Pakistani President Pervez Musharraf has indicated he is reconsidering a promise to relinquish his second post as military chief later this year. The president's political allies have issued statements supporting the move, suggesting an official policy change is on the way.
Last week, President Musharraf told a local television interviewer that most Pakistanis want him to serve as both president and general.
Then on Wednesday, his information minister ignited a brief controversy by announcing that the president had definitely decided to retain both posts.
The minister retracted that statement Thursday, saying he only "hoped" the president would retain his military position, but the remark fueled speculation that a decision had already been made.
Last year, Mr. Musharraf promised a hard-line Islamic coalition that he would give up his military post by the end of 2004. In return, the coalition backed a controversial constitutional amendment that sharply increased Mr. Musharraf's control over the government.
Critics of the president say his dual role is forbidden under the revised constitution, and that he should fulfill the promise he made to the nation.
Nisar Ali Khan, a senior opposition leader, has vowed to block any attempt to allow the president to remain in uniform.
"For the general to go back on his commitment, I think it speaks of a disaster waiting to happen for this country," said Mr.

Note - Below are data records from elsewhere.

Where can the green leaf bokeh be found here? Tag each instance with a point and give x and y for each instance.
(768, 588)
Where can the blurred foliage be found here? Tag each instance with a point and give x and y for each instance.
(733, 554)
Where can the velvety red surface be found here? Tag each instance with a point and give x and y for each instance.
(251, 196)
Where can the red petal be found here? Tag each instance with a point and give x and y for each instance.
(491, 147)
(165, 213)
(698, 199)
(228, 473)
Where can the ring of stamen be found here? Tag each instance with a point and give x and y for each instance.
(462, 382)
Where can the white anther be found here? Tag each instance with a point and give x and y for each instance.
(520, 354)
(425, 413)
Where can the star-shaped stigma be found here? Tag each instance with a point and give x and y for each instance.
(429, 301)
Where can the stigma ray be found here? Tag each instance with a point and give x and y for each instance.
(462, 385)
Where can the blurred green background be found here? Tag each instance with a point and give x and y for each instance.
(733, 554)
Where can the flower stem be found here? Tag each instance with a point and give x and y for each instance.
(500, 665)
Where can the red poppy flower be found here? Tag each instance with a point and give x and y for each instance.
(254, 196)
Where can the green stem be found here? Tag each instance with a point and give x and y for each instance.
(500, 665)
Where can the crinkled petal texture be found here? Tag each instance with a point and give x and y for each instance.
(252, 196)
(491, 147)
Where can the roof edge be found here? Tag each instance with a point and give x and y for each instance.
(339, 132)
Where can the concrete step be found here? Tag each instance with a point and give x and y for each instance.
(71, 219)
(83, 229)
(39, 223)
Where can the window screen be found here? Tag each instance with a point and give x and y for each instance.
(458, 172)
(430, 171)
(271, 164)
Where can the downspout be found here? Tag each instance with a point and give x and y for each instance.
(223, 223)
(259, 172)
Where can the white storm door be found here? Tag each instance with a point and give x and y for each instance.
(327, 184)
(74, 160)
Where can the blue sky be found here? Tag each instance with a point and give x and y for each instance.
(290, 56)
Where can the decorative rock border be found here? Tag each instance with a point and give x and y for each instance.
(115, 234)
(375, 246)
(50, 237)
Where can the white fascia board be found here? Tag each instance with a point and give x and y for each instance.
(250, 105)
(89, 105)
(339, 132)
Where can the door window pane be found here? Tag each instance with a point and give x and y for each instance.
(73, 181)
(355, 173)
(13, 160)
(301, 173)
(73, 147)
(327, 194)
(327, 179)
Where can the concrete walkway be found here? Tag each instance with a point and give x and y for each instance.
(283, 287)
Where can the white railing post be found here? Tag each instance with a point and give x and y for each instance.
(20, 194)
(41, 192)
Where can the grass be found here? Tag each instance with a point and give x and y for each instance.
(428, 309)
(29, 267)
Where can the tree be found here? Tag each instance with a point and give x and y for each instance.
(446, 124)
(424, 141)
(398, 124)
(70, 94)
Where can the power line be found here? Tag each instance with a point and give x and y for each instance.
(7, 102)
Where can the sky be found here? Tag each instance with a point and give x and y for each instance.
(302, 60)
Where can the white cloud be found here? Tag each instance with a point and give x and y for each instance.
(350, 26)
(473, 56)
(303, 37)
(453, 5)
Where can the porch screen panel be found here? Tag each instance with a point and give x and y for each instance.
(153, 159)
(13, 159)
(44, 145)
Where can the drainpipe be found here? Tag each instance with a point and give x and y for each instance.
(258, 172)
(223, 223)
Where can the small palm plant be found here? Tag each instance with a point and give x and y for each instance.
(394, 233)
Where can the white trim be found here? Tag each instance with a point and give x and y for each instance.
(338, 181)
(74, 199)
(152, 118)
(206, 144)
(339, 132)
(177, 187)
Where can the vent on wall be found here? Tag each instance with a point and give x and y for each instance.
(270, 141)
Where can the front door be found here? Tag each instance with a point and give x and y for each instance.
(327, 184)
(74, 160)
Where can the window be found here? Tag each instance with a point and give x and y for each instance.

Khan.
A majority of the lawmakers in the North West Frontier Province have also demanded the president give up his military title. The ruling party in that province, which borders Afghanistan, is headed by an alliance of Islamic parties strongly opposed to Mr. Musharraf's anti-terror policies.
But Pakistan's Prime Minister Shaukat Aziz has dismissed the opposition's arguments, and says it is in the national interest that the president remain in control of the army.
Mr. Aziz says any final decision on this issue will have to be made by the president.
Leaders of the pro-Musharraf ruling party say such a decision would help the president improve security and protect the economy, and lawmakers in populous Punjab Province cited security concerns and the president's campaign against Islamic militants in the north in asking him to retain his military post.
As an army general, Mr. Musharraf seized control of Pakistan in a bloodless coup in 1999. Since then, he has struggled to balance demands for democracy with concerns over security and Pakistan's part in the U.S.-led war on terror.